Last week at the Q1 Productions 8th Annual Medical Device & Diagnostic Labeling Conference, delegates from medical device manufacturers, notified bodies, legal firms and solution providers came together to discuss the latest developments in medical device labeling including integration of new labeling requirements like EU MDR / IVDR, achieving UDI barcode quality, direct marking challenges and label creation and delivery excellence.
NiceLabel hosted a break out session where delegates shared peer-to-peer knowledge on their experience with Content Management Systems (CMS), Master Data Management (MDM) and Enterprise Labeling Systems (ELS), and how these tools helped to better streamline labeling operations, centralize data and reduce errors. Here are some of the valuable insights that were shared in each group.
Group 1 – Introduction to label management tools
Getting stakeholder buy in and aligning on goals for a label management tool implementation can be a challenge; however both are essential for a successful project. Helping management to understand the cost implications of legacy labeling systems and processes will help them to see labeling as a business critical application and justify a modernization effort.
Group 2 – Practical approach to implementation
Data is one of the most important considerations when implementing a label management tool. For many companies, data resides in different places, whether due to acquisitions or poor data management practices.
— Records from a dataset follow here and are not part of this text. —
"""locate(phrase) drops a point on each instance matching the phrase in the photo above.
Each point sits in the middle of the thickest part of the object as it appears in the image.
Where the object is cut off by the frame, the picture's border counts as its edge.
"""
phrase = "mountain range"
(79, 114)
For some, data is in drawings, which poses a problem when it comes to migrating that data into a labeling system. At the end of the day, medical device manufacturers need to consolidate their data in order to leverage a single source of truth for labeling.
Group 3 – Maximizing use of label management tools
Once the labeling system is implemented, focus shifts from data to the end of the process. How are we going to consume barcodes and packaging? And how do we incorporate a vision inspection system? One of the key challenges centers on resources and roles. It is important to designate an owner for each part of the labeling process. For example, IT should own supplier connections since they pose a security risk while the labeling team owns label design. A new reality for many medical device manufacturers is that IT resources are thinning out and expensive. It is important that whenever possible, medical device manufacturers empower the business user to reduce the dependence on IT and take more ownership of labeling.